Search code examples
splunksplunk-query

How to label a cluster based on the first Message in splunk


I am trying to achieve below functionality

Generate a timechart showing the number of different errors occurring in a server

This I can achieve using below query

  index = "my_host" LogLevel=ERROR
  | eval Message=mvindex(field1,1) 
  | timechart count(LogLevel) BY Message

This generates a graph like below

Query Without Cluster

Which is working as expected, now the issue is when I try to cluster the message

index = "my_host" LogLevel=ERROR
  | eval Message=mvindex(field1,1) 
  | eval Message=mvindex(field1,1) | cluster t=0.2 field=Message showcount=true labelonly=true | timechart count(LogLevel) BY cluster_label

Query with cluster

The graph is exactly as expected, my challenge is now how to label as label [1, 2, 3, 4, ...] isnt user friendly

Is it possible to change this label to the Message field but still group by cluster_label?


Solution

  • You'll need to correlate the Message field to the cluster_label field and then use the new field in the timechart command.

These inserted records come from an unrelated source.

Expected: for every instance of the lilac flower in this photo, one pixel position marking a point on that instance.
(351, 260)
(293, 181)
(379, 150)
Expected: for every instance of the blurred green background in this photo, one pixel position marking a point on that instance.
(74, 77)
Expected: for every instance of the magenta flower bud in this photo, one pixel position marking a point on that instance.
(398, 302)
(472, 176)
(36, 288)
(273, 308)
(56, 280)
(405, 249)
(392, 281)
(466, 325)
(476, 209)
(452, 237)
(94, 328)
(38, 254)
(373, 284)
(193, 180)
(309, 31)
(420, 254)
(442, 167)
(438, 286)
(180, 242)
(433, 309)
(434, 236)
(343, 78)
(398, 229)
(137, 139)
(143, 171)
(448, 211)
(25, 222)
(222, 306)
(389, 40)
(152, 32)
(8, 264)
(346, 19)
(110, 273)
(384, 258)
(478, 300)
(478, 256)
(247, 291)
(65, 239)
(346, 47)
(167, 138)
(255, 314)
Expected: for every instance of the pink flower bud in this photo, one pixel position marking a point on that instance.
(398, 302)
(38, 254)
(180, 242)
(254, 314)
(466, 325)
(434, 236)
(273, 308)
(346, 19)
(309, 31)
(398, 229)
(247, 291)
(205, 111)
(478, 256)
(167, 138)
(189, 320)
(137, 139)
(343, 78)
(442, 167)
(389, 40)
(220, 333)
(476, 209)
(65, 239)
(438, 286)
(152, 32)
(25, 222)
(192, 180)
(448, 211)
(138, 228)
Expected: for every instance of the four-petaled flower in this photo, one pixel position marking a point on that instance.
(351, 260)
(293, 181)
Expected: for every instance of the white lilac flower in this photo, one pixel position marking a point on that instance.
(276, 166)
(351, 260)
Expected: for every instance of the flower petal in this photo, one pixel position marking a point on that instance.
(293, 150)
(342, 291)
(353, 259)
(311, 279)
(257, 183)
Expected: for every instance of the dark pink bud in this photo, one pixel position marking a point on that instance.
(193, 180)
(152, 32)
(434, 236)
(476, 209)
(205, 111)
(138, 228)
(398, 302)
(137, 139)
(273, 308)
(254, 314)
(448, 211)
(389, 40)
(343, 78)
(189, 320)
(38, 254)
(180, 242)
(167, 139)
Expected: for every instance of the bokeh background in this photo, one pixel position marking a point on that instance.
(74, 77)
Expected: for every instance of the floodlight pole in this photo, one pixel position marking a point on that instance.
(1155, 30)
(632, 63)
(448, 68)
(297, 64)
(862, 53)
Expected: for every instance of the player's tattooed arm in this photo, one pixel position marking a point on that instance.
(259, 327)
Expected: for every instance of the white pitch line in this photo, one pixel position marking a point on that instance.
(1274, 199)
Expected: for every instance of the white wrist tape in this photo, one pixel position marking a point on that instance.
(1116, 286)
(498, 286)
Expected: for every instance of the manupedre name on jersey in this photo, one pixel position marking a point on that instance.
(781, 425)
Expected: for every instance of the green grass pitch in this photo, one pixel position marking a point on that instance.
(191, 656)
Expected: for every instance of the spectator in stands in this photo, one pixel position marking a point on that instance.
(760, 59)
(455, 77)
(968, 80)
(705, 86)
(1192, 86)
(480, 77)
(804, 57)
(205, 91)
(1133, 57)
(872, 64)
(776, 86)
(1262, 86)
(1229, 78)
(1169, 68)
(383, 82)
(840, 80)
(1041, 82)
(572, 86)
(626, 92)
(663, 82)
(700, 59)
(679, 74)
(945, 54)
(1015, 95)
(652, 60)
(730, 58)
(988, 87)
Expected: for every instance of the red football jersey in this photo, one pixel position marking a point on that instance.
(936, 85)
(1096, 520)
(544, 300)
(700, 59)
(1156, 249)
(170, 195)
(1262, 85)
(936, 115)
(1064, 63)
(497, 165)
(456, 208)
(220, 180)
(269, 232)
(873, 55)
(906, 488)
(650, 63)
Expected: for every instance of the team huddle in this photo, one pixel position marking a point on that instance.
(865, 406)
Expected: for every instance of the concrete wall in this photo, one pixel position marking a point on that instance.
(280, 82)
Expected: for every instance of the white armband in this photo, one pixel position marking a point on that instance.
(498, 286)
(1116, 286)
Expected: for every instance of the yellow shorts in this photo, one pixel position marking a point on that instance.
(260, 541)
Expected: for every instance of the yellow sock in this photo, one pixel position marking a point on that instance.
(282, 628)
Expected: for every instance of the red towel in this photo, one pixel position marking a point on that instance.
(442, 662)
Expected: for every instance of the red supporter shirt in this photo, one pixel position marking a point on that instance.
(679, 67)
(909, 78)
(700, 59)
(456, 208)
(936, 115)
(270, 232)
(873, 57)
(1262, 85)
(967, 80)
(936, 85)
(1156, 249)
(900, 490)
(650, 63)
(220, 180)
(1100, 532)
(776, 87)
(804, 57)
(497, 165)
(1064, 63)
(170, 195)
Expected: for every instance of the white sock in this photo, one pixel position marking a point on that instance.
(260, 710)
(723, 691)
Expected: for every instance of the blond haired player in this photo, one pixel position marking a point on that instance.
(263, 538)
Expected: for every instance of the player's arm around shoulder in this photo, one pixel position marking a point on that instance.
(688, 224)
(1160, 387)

I was able to do it this like this:

    index = "my_host" LogLevel=ERROR
    | eval Message=mvindex(field1,1) 
    | eval Message=mvindex(field1,1) 
    | cluster t=0.2 field=Message showcount=true labelonly=true 
    | bin span=30m _time
    | stats count, first(Message) as CL by cluster_label, _time
    | timechart max(count) BY CL
    

    The stats command is needed to get the first Message for each cluster_label and bin is needed to group events by _time so timechart will work properly. Choose the span in the bin command to match your time window. One detriment of this method is the timechart command cannot automatically select a span since that was done by bin.